2. Using obscene or profane language; threatening or using violence; or falsely stating or implying that the debt collector is affiliated with the U.S. government or a state government.
3. Contacting consumers at their place of work if the consumer has notified the debt collector that they are not allowed to receive calls at work.
4. Telling a consumer’s co-workers or friends that the consumer is in debt.
5. Abusing or harassing a consumer by, such repeatedly calling their telephone or letting it ring continually.
- The law allows for certain debt collection practices.
A debt collector can contact friends, neighbors, and co-workers, but only to find out a consumer’s home address, phone number and work address.

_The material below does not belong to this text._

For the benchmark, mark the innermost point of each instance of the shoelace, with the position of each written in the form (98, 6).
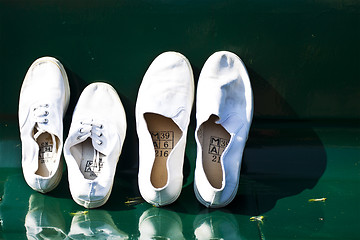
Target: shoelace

Also, debt collectors can contact the consumer’s attorney, the creditor, the creditor’s attorney, the debt collector’s attorney, and credit reporting agencies. Debt collectors may also contact the consumer’s spouse, parent (if the consumer is a minor), guardian, executor or administrator.
There are other ways you can protect yourself.
1. Verify the debt is legitimate. When a debt collector first contacts you, they will probably tell you the amount owed and the creditor’s name. Make sure this information is accurate.
2. Limit communication by hiring an attorney. Once debt collectors know you have an attorney to handle the debt, they will contact the attorney instead of you.
3. Request an end to communication. When a creditor receives your written request to stop contacting you, they must stop (an exception is informing you there will be no further contact or to let you know that a specific action, like a lawsuit, is planned). This does not mean the debt goes away – the debt collector can still take legal action to collect the debt.